There hasn’t been a lot of generally interesting stuff to report with work lately. Recently I have been put in charge of shopping for CATS. OK, I am not actually shopping for CATS, I am shopping for an ATS (applicant tracking system), and CATS is the name of one of the products that is on the market. But it sounds funnier to say that I am shopping for CATS. But you could call it a Candidate and Applicant Tracking System. So, yes, this is what is taking up a large fraction of my time these days: shopping for enterprise software.

Everything that I want to know about the world is impossible to know because Google is getting more and more useless as the internet fills with garbage. There are a lot of easy-to-find articles that tell job applicants how to “outsmart” one particular use case that companies have for their Applicant Tracking Systems. These pieces of software include resume parsing tools, and some companies will use the automated tools to do their initial screening. Since we don’t do that – and we have no particular interest in doing that – these articles are especially useless for me. Several months ago I was at a meeting with some sort of marketing rep from LinkedIn, and he proudly told me that if I were looking to hire curriculum developers that their software could find people currently (or formerly) working as curriculum developers and bring them to my attention. I told him that sounded like a terrible idea because most commercial curricula out there are terrible, and I would never want to hire any of the people who worked on those. (Pearson, I am talking about your K-12 products in particular.) Cover letters tell me far more than resumes do. If I had a choice between a cover letter and a resume, I would pick the cover letter every time.

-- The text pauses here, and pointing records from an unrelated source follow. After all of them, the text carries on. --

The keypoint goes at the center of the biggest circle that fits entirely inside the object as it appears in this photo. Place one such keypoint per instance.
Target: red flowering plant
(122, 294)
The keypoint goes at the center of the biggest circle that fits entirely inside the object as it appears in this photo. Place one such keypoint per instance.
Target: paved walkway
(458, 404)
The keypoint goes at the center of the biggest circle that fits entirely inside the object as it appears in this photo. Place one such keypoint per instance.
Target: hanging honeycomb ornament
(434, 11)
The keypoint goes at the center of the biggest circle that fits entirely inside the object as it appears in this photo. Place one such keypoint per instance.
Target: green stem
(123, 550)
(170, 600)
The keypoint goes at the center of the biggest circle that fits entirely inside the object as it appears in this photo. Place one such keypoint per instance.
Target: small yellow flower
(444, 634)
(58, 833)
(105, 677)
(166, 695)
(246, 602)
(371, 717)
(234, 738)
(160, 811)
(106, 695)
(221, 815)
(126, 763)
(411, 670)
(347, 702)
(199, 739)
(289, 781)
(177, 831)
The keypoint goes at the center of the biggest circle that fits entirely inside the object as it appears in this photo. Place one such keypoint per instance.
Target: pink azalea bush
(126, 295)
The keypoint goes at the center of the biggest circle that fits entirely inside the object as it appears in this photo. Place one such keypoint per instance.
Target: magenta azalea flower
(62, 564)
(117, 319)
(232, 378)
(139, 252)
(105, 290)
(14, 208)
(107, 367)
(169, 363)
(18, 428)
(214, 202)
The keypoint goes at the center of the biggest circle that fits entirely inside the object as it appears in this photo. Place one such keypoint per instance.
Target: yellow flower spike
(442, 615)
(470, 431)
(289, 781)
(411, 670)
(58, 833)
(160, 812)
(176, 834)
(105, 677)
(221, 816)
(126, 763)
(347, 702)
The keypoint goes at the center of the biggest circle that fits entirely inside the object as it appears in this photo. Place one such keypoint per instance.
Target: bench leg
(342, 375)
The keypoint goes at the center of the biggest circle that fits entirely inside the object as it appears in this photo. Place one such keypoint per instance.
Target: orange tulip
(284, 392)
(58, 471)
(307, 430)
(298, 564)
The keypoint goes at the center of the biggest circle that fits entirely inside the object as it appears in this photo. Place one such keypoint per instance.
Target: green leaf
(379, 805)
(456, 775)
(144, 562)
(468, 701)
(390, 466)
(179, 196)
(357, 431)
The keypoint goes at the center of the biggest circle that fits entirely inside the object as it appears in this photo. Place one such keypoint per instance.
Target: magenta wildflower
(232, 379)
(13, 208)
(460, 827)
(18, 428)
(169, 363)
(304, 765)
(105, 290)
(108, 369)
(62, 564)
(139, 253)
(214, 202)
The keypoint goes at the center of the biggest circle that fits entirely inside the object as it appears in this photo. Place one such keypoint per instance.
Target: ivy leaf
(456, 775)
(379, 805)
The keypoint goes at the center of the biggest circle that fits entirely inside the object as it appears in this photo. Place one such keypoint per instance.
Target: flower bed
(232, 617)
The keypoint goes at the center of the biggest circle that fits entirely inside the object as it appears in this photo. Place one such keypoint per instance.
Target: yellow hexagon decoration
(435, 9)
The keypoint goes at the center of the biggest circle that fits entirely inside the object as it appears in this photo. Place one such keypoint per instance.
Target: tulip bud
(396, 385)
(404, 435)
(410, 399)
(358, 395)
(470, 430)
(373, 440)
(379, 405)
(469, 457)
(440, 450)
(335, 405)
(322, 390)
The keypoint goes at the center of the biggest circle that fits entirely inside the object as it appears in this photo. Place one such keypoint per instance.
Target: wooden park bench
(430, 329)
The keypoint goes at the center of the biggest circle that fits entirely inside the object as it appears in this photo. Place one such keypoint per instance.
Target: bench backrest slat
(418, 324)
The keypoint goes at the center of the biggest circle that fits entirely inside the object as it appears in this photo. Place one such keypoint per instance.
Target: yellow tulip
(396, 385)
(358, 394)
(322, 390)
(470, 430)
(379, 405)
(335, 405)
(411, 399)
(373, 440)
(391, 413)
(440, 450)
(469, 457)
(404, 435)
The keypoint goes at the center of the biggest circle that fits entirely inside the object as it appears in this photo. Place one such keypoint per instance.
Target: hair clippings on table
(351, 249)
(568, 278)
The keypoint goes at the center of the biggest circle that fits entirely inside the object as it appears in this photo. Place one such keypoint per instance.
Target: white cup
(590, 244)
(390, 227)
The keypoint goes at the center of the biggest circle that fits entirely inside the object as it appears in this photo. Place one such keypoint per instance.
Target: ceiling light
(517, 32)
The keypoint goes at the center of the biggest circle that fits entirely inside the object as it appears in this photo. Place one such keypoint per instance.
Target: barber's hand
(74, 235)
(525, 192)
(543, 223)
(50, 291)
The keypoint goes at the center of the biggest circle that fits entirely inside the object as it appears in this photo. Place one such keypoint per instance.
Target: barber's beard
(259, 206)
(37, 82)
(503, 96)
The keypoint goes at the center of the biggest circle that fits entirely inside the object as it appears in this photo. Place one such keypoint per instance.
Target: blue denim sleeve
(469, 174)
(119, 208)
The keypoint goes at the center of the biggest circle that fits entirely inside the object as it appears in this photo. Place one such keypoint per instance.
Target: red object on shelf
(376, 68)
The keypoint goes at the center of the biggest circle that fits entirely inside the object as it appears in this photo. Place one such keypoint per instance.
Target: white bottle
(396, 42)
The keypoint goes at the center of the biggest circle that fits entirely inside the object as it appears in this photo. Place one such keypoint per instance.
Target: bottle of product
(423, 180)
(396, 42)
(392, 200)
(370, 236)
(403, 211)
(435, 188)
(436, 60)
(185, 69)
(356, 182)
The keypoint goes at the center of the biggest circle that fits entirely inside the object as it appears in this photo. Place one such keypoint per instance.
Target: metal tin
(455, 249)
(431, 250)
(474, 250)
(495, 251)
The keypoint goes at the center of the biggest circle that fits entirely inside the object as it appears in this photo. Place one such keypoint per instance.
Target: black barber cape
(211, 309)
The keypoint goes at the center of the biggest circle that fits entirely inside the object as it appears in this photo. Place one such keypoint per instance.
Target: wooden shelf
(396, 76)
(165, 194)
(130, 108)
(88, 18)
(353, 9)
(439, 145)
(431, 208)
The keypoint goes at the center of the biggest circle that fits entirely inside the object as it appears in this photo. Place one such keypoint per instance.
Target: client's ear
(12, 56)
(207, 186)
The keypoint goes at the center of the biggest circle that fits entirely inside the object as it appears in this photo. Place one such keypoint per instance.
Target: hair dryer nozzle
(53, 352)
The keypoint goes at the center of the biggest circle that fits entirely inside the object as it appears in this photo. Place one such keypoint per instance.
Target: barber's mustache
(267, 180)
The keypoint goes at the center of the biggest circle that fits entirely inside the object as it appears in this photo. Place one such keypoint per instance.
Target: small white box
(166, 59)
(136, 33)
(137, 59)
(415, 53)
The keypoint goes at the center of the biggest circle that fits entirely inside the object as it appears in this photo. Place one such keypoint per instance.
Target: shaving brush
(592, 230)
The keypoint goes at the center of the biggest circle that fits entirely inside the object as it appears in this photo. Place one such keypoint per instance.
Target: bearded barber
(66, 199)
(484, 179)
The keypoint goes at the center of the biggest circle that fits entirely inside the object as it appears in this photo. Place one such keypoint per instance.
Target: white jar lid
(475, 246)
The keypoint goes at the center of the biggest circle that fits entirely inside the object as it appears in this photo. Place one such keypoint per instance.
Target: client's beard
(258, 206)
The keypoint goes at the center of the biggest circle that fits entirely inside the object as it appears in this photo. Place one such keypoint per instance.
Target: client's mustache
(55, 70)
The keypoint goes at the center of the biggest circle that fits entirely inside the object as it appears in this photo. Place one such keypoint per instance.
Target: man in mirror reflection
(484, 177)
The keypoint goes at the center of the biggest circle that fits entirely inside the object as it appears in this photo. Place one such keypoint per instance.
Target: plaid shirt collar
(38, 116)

As you know, everything is databases. Sadly, the marketing people don’t know a lot about databases, so I have to phrase all of my questions in terms of practical hypothetical situations instead of asking them about their database schema and the way that their server-side architecture interacts with the database. Perhaps it is not entirely a coincidence that the two products that are currently at the top of my list both publish APIs. The one that I like best also has great documentation of its API.

Many of the products on the market assume that the hiring process is centrally managed. They assume that there is an HR/recruiting office that manages the pipeline of candidates and that the few candidates that make it through HR (and the parser) are temporarily granted to domain experts for the interview stage and then are returned to HR for the rest of the process. The default permissions level for the software has it so that HR can see everything about everyone, and that the future-colleagues doing the interview have approximately zero access to the ATS. Only HR can be trusted with anything having to do with hiring, and the process should be out of HR’s hands as little as possible. We didn’t even have an HR department for the first several years that I worked here, so this is not at all the model that we are using. But this means that most of the software that is meant for most companies isn’t a good fit for us.

In some ways this is like all the terrible curricula out there. Just like all of the major publishers strive to have their textbooks be approximately the same as the textbooks from their competitors, the ATS software developers also strive to have their products have similar features to all the other products on the market.

As part of my due diligence, I did briefly install OpenCATS (free and open source) to see what it does. It doesn’t do much that we need, sadly. Also, I checked in its database, and the password column is just the md5 hash of the password; they don’t salt the hashes. Even I know that is bad, so I don’t really trust them on anything else in terms of security. I really do feel bad saying negative things about free and open source software because I feel like I should be supporting the open source community. But this software just does not do what I need. Also, I am a little bit resentful because their installer script doesn’t work on Amazon Lightsail instances, so installation did not go as smoothly as it could have.

So next week I will be testing software! I’ve set up tests with two different vendors. One vendor has a product that is simple and streamlined. The other vendor has a product that is sophisticated and highly customizable. We’ll see which end of the spectrum we prefer and then iterate from there.

And then when this is all done, I get to shop for conference call software. Major unanswered question: Approximately everyone uses either GoToMeeting or WebEx; why can’t we just use one of those?